In determining the meaning of tokens used in communication there are two widely used approaches to disambiguate that I'll charactise as 'namespacing' and 'context'.

When humans communicate amongst themselves they use the context of the communication to narrow down the range of possible meanings of terms used in the exchange, and human language doesn't employ namespaces at all. On the other hand computer identifier schemes typically use namespaces to prevent term clash, and don't use context at all.

The mechanisms operate differently:

Namespaces:

  • Every use of the namespaced term refers to the same concept. (or at least if it doesn't this is considered an error)
  • Deterministic

Context:

  • the concept denoted to by the term depends on the context in which it is used
  • Statistical ( is that the right word? )

My thinking is that namespaces work well in a closed environment because coordination overhead is low and deterministic programs are easy to write. Namespaced schemes do however require a management mechanism to ensure that each use of the same term denotes exactly the same thing. This works well if the terms are grounded in the system - e.g. on the www a URL is used to fetch a document, and thus its use as identifier for that document is grounded.

However the semantic web is an open environment with little grounding, which means that holistic term coordination and management isn't practical. Thus web-scale semantic web systems need to employ some degree of context based disambiguation anyway - i.e. the system can't globally merge statements together without considering issues of provenance and consistency. I wrote about this issue here and at present this consideration is usually handled manually by the person operating the RDF store or software, but as these systems grow and scale more of these issues will need to be addressed by software.

Note that it is important to distinguish between this and the issue of trust in the content of the communication - here I am purely talking about interpreting the meaning of the communication, specifically measuring term consistency between documents from disconnected sources.

Now if you take this this inevitable use of context at web scale as given, my question is: Could the semantic web bootstrap and scale better with a system that disambiguated entirely based on context and didn't employ namespaces at all? (i.e. like human language communication).

So I've been thinking along the lines of a scheme where literals and bnodes are used in place of URIs in RDF documents. Vocabularies use literal terms in place of URIs, and the combination of terms are used to infer meaning in aggregate.
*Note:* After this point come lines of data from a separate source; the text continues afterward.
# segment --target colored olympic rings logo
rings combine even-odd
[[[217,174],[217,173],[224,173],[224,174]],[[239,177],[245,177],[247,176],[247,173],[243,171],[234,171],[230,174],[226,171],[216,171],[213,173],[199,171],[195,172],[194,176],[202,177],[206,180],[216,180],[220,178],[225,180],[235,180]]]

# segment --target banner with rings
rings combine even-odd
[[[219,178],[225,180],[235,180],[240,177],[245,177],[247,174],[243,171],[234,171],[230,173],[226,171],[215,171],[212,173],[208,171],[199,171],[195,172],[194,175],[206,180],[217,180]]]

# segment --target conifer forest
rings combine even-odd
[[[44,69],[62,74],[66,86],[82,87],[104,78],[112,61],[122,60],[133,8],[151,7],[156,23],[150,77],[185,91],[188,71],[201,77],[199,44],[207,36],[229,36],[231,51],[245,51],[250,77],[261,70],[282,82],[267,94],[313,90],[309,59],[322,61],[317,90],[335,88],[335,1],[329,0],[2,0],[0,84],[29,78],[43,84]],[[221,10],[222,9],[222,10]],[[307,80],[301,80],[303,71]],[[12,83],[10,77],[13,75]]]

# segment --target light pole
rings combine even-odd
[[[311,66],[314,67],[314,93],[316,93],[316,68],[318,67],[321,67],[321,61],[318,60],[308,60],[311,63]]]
Non-determinism issues aside this approach does have a central advantage: it removes the coordination and bootsrap overhead associated with use of namespaced identifiers, and particularly with issues peculiar to URIs:

  • artificial namespaces mean there's little term match serendipity between disconnected uncoordinated clients
  • pre-existing identifier schemes are commonly not valid URIs, making reuse difficult
  • URIs introduce unnecessary term ownership, authority and lifecycle issues
  • Other URI proprietary issues add to cognitive overhead: hash v slash, uri denotes document vs thing it describes

One particular advantage of the literals-in-combination approach is that data can be lifted from existing sources without the requirement to invent and translate identifiers into URI schemes. Currently translation of data into traditional RDF consists of two challenges:

  • converting the structure of the data into a triple graph
  • translating the identifiers into a URI scheme

Whereas the former is a one-shot deal for each data format, the latter frequently requires manual input for each document and is IMO the single biggest hurdle to putting data onto the semantic web.

Of course the downside of the approach is that software consuming the data needs to take a non-deterministic approach to term meaning. There is no globally correct answer to 'does this term in this document mean the same as this one?' - instead it is a function of both the context under which the documents were written and of the requirements of the querying client. Unfortunately I suspect that as people try to get traditional w3c semweb technologies to scale up in web scale environments they're going to find themselves in the same non-deterministic boat.

I'm experimenting with a literals and bnodes approach in my own software and will post updates to my blog.